The FTSEurofirst 300 share index rose 0.02 percent to 1,137.88 while Britain's FTSE 100 gained 0.1 percent.
In France, CAC-40 gained 0.05 percent while Italy's FTSE MIB rose 0.3 percent. In Spain, IBEX fell 0.1 percent. Germany's DAX slipped 0.04 percent.
The single currency picked up against the greenback, trading around $1.32 percent.
Asian markets had rallied earlier with the Japanese benchmark index surging to fresh 2012 highs on stimulus optimism as the newly elected Shinzo Abe-led government looked to boost Japan's lagging economy.
The Nikkei stock average climbed 0.7 percent to 10395.18 while South Korea's KOSPI rose 0.49 percent to 1997.05. In Hong Kong, the Hang Seng gained 0.13 percent to 22648.15 towards close. China's Shanghai Composite Index ended 1.24 percent higher to 2233.25.
Despite the upbeat sentiments, Asian investors remained cautious on developments on the US 'fiscal cliff' front as lawmakers struggle to reach a consensus before the year-end deadline. President Barack Obama, who returned to Washington cutting short his vacation, is set to meet congressional leaders at White House later in the day.

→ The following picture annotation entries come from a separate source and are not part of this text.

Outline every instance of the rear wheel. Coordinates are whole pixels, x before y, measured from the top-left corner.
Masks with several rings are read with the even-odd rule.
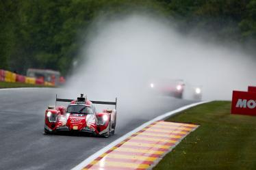
[[[114,122],[112,124],[112,131],[111,131],[112,135],[114,135],[115,134],[116,123],[116,114],[115,115]]]

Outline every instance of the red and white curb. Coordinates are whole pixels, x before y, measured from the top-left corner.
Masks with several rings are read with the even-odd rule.
[[[109,144],[108,145],[107,145],[104,148],[101,149],[101,150],[99,150],[97,152],[94,153],[94,154],[91,155],[88,158],[84,160],[83,162],[81,162],[81,163],[77,165],[75,167],[73,168],[72,170],[77,170],[77,169],[81,170],[81,169],[85,169],[86,167],[88,167],[87,166],[90,166],[92,165],[92,162],[96,164],[97,162],[99,162],[99,161],[97,161],[97,160],[101,160],[102,158],[103,158],[103,156],[104,156],[105,154],[107,153],[107,152],[113,150],[113,148],[116,148],[115,147],[118,146],[118,145],[125,143],[125,142],[127,141],[127,140],[129,140],[130,139],[129,137],[132,137],[133,135],[134,136],[136,134],[139,134],[140,131],[142,132],[141,130],[143,131],[144,130],[146,130],[146,128],[148,128],[147,126],[150,127],[151,126],[153,126],[153,124],[157,124],[156,122],[159,122],[159,120],[164,119],[165,118],[166,118],[168,117],[170,117],[170,116],[175,115],[175,114],[177,114],[177,113],[179,113],[182,111],[184,111],[185,109],[190,109],[191,107],[195,107],[195,106],[197,106],[197,105],[199,105],[199,104],[204,104],[204,103],[206,103],[206,102],[196,102],[196,103],[193,103],[193,104],[181,107],[178,109],[175,110],[175,111],[170,111],[170,112],[168,112],[168,113],[166,113],[164,115],[158,116],[158,117],[155,117],[155,119],[143,124],[142,125],[140,126],[139,127],[136,128],[136,129],[134,129],[134,130],[131,130],[131,132],[127,133],[126,134],[125,134],[122,137],[120,137],[120,138],[116,139],[116,141],[113,141],[112,143],[111,143],[110,144]],[[190,131],[194,130],[196,127],[194,127],[194,128],[191,129]],[[175,131],[177,131],[177,130],[175,130]],[[180,138],[181,140],[185,137],[185,135],[183,136],[183,137],[181,137]],[[177,143],[175,143],[172,148],[176,145],[177,145]],[[168,149],[170,150],[170,147]],[[118,162],[118,164],[120,164],[120,162]],[[129,163],[127,164],[127,162],[126,162],[126,164],[125,163],[123,163],[123,165],[129,165]],[[112,164],[110,163],[110,165],[112,165]],[[127,166],[129,167],[129,165],[127,165]],[[133,166],[133,165],[131,165],[131,166]],[[90,166],[90,167],[92,167],[92,166]],[[129,167],[127,167],[127,168],[129,168]],[[102,169],[105,169],[103,168]],[[137,168],[137,169],[138,169],[139,170],[140,169]]]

The House is also set to meet over the weekend for a last-minute scramble to reach a solution and Washington looks all set to end the year in extended wrangling over the numbers. Some lawmakers suggest that that the hurried efforts in the final hour are just meant to ensure that the blame falls on the other party.
Japanese traders continued to remain upbeat as the Yen dropped to more than two-year depths against the Dollar, pushing the Nikkei to close with most gains since 2005. The newly elected government, under the leadership of Shinzo Abe has maintained economic recovery as its major priority.
"Abe has already proposed radical monetary easing, including the introduction of a 2 percent inflation target, as well as economic stimulus in a ¥10trn supplementary FY12 budget," noted analysts at Nomura Research.
"In response to strong pressure from the new administration, the Bank of Japan has indicated its intention to consider setting an inflation target at its January policy meeting".
The Japanese economy has remained weak in the recent past, hurt by weak external demand and stubborn deflation. Official data released early in the day showed that the country's industrial output dropped 1.7 percent in November and core consumer prices eased 0.1 percent.